Optimize Performance

This guide covers techniques to optimize inference performance for your Dedicated Inference deployments.

Performance Optimization Options

Several techniques can improve inference speed:

Technique	Benefit	Trade-off
Context length tuning	Reduce memory usage, faster processing	Limits input/output length
Quantization	Lower memory, faster inference	Slight quality reduction
KV-cache optimization	Improved TTFT by caching past queries	Configuration complexity
Compilation optimization	Faster CUDA execution	Longer startup time
Speculative decoding	1.5-3× faster generation	Requires compatible model pair

Why memory footprint matters: Lower memory usage allows the inference engine to increase request handling parallelization, improving overall throughput.

Understanding GPU Memory Usage

GPU memory consumption during inference has two main components:

Total GPU memory = model weights + KV-cache

Model weights are constant for a given model and precision. An 8B-parameter model in FP16 uses ~16 GB, in FP8 ~8 GB, and in FP4 ~4 GB.
KV-cache stores attention keys and values for the context window. It grows linearly with context length. Doubling the context roughly doubles the KV-cache memory.
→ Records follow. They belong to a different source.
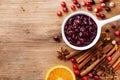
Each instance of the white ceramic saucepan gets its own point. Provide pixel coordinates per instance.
(99, 23)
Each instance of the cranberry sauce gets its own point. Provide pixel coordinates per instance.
(80, 30)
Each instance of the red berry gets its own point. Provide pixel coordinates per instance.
(56, 38)
(102, 16)
(73, 60)
(78, 5)
(63, 4)
(118, 42)
(88, 4)
(75, 2)
(113, 26)
(117, 33)
(89, 8)
(75, 66)
(100, 8)
(83, 3)
(65, 9)
(102, 1)
(98, 14)
(96, 77)
(109, 59)
(73, 7)
(90, 75)
(59, 13)
(77, 72)
(84, 78)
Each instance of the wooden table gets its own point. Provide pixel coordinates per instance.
(27, 49)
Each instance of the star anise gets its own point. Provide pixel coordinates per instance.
(62, 53)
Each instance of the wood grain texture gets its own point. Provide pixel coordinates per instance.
(27, 49)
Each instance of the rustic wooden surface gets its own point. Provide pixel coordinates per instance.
(27, 49)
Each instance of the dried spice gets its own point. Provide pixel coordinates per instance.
(62, 53)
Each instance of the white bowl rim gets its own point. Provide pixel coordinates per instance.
(94, 41)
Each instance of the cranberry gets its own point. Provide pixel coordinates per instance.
(75, 66)
(95, 10)
(90, 75)
(89, 8)
(107, 8)
(73, 7)
(111, 4)
(73, 60)
(84, 78)
(56, 38)
(107, 30)
(109, 59)
(78, 30)
(63, 4)
(77, 72)
(59, 13)
(83, 3)
(113, 26)
(65, 9)
(117, 33)
(92, 2)
(118, 42)
(102, 16)
(78, 5)
(103, 4)
(88, 4)
(102, 1)
(96, 77)
(75, 2)
(94, 73)
(98, 14)
(100, 8)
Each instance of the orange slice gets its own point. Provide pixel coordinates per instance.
(60, 72)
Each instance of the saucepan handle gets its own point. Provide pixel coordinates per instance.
(113, 19)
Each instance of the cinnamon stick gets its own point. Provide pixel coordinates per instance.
(92, 66)
(106, 50)
(72, 54)
(86, 54)
(85, 61)
(117, 67)
(115, 56)
(116, 63)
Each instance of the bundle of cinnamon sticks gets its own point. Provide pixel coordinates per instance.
(97, 55)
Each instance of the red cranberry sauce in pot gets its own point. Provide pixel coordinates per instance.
(80, 30)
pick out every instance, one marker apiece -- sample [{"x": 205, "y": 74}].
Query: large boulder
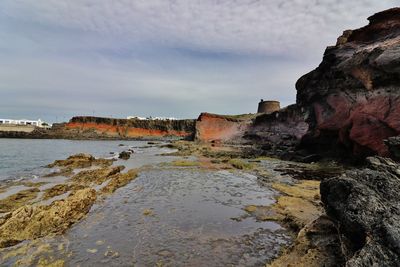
[
  {"x": 365, "y": 205},
  {"x": 353, "y": 97}
]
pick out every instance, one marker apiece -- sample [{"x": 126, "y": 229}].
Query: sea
[{"x": 25, "y": 158}]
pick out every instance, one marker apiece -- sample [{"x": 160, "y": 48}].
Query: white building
[
  {"x": 150, "y": 118},
  {"x": 38, "y": 123}
]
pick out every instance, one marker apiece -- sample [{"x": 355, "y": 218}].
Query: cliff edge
[{"x": 352, "y": 98}]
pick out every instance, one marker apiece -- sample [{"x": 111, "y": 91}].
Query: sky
[{"x": 171, "y": 58}]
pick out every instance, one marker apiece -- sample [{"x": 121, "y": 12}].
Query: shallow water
[
  {"x": 190, "y": 224},
  {"x": 22, "y": 158},
  {"x": 168, "y": 216}
]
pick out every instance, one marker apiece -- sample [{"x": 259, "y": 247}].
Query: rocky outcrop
[
  {"x": 107, "y": 128},
  {"x": 222, "y": 128},
  {"x": 31, "y": 222},
  {"x": 93, "y": 127},
  {"x": 365, "y": 205},
  {"x": 279, "y": 131},
  {"x": 352, "y": 99}
]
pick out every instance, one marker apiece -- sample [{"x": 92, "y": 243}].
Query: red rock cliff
[
  {"x": 353, "y": 98},
  {"x": 224, "y": 128},
  {"x": 95, "y": 127}
]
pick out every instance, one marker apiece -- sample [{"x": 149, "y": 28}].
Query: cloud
[{"x": 158, "y": 57}]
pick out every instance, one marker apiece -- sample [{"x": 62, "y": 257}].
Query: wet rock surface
[
  {"x": 365, "y": 207},
  {"x": 30, "y": 222}
]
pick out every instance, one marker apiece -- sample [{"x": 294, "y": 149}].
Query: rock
[
  {"x": 18, "y": 199},
  {"x": 79, "y": 161},
  {"x": 393, "y": 143},
  {"x": 352, "y": 98},
  {"x": 118, "y": 180},
  {"x": 222, "y": 128},
  {"x": 365, "y": 207},
  {"x": 316, "y": 245},
  {"x": 97, "y": 176},
  {"x": 108, "y": 128},
  {"x": 31, "y": 222},
  {"x": 124, "y": 155},
  {"x": 311, "y": 158}
]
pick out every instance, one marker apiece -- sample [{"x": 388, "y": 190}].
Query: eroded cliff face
[
  {"x": 353, "y": 98},
  {"x": 222, "y": 128},
  {"x": 121, "y": 128},
  {"x": 107, "y": 128},
  {"x": 282, "y": 128}
]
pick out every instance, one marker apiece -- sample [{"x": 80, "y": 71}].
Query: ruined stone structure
[{"x": 268, "y": 106}]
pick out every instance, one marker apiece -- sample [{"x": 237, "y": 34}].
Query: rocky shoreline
[{"x": 347, "y": 109}]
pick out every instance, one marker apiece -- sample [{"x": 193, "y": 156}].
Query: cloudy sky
[{"x": 60, "y": 58}]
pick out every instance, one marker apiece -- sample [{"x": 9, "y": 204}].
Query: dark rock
[
  {"x": 393, "y": 143},
  {"x": 352, "y": 98},
  {"x": 124, "y": 155},
  {"x": 311, "y": 158},
  {"x": 365, "y": 205}
]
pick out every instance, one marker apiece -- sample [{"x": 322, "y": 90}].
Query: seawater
[{"x": 23, "y": 158}]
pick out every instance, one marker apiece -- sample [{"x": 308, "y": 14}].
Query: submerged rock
[
  {"x": 124, "y": 155},
  {"x": 365, "y": 206},
  {"x": 30, "y": 222},
  {"x": 17, "y": 200},
  {"x": 80, "y": 161}
]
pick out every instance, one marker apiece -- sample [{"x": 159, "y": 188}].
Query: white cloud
[{"x": 158, "y": 57}]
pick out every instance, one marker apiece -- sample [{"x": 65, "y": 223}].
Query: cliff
[
  {"x": 352, "y": 98},
  {"x": 223, "y": 128},
  {"x": 107, "y": 128},
  {"x": 95, "y": 127}
]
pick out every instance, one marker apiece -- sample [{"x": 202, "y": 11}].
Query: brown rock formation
[
  {"x": 107, "y": 128},
  {"x": 30, "y": 222},
  {"x": 224, "y": 128},
  {"x": 352, "y": 98}
]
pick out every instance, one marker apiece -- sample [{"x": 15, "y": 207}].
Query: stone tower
[{"x": 268, "y": 106}]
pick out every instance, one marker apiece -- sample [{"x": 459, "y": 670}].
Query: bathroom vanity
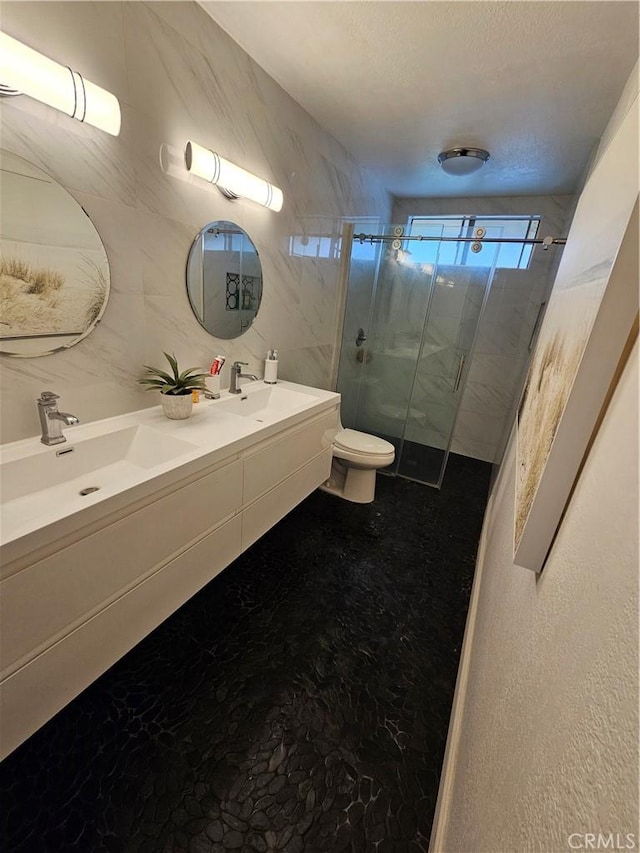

This means that a model’s parameter count alone does not determine GPU requirements. Two critical factors also apply:

Precision: Running a model in FP32 is never worth it for inference, FP16 is sufficient for most use cases. FP8 works well in practice if your hardware supports it, and FP4 offers significant cost and performance benefits - especially on newer hardware like the RTX Pro 6000 - although with decreased quality.
Context length: Modern models commonly support 128k–256k token context windows, with some reaching 1M+ (Qwen3-Coder) or even 10M (Llama 4 Scout). Serving the full context window can require far more memory than the model weights alone.

Real-World Example: Ministral 8B on GPUA5000

mistralai/Ministral-3-8B-Instruct-2512 is an 8B model distributed in FP8 (~8 GB weights), which you might expect to fit easily on a single GPUA5000 (24 GB). However, its 256k default context length requires a KV-cache of ~32 GB in FP16, bringing the total to ~40 GB, well beyond what a single GPUA5000 can handle.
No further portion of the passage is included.